SafeLLM: Unlearning Harmful Outputs from Large Language Models against Jailbreak Attacks

Li, Xiangman, Wu, Xiaodong, Li, Qi, Ni, Jianbing, Lu, Rongxing

arXiv.org Artificial Intelligence 

--Jailbreak attacks pose a serious threat to the safety of Large Language Models (LLMs) by crafting adversarial prompts that bypass alignment mechanisms, causing the models to produce harmful, restricted, or biased content. In this paper, we propose SafeLLM, a novel unlearning-based defense framework that unlearn the harmful knowledge from LLMs while preserving linguistic fluency and general capabilities. SafeLLM employs a three-stage pipeline: (1) dynamic unsafe output detection using a hybrid approach that integrates external classifiers with model-internal evaluations; (2) token-level harmful content tracing through feedforward network (FFN) activations to localize harmful knowledge; and (3) constrained optimization to suppress unsafe behavior without degrading overall model quality.

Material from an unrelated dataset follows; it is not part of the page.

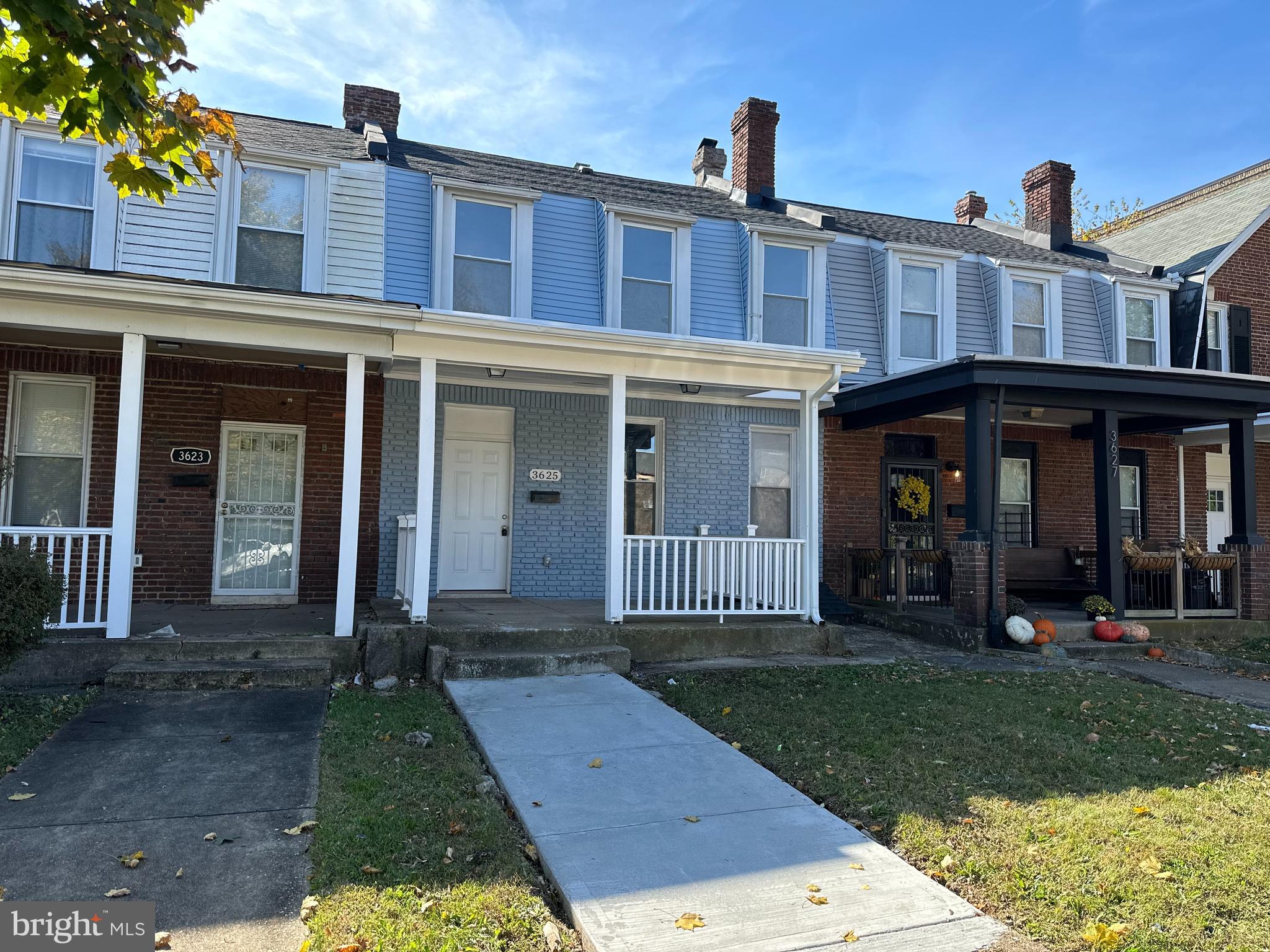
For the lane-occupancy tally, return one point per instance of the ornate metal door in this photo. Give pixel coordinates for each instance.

SafeLLM achieves targeted and irreversible forgetting by identifying and neutralizing FFN substructures responsible for harmful generation pathways. Extensive experiments on prominent LLMs (Vicuna, LLaMA, and GPT -J) across multiple jailbreak benchmarks show that SafeLLM substantially reduces attack success rates while maintaining high general-purpose performance. Compared to standard defense methods such as supervised fine-tuning and direct preference optimization, SafeLLM offers stronger safety guarantees, more precise control over harmful behavior, and greater robustness to unseen attacks. Moreover, SafeLLM maintains the general performance after the harmful knowledge unlearned. Large Language Models (LLMs) are a class of foundation models trained on massive datasets, enabling them to understand and generate not only natural language but also a variety of other content types. These capabilities enable LLMs to perform a wide array of tasks, ranging from general-purpose language processing to domain-specific applications across fields such as healthcare, law, finance, and education. Built on deep learning architectures like Transformers, LLMs excel in tasks including summarization, translation, question answering, and sentiment analysis.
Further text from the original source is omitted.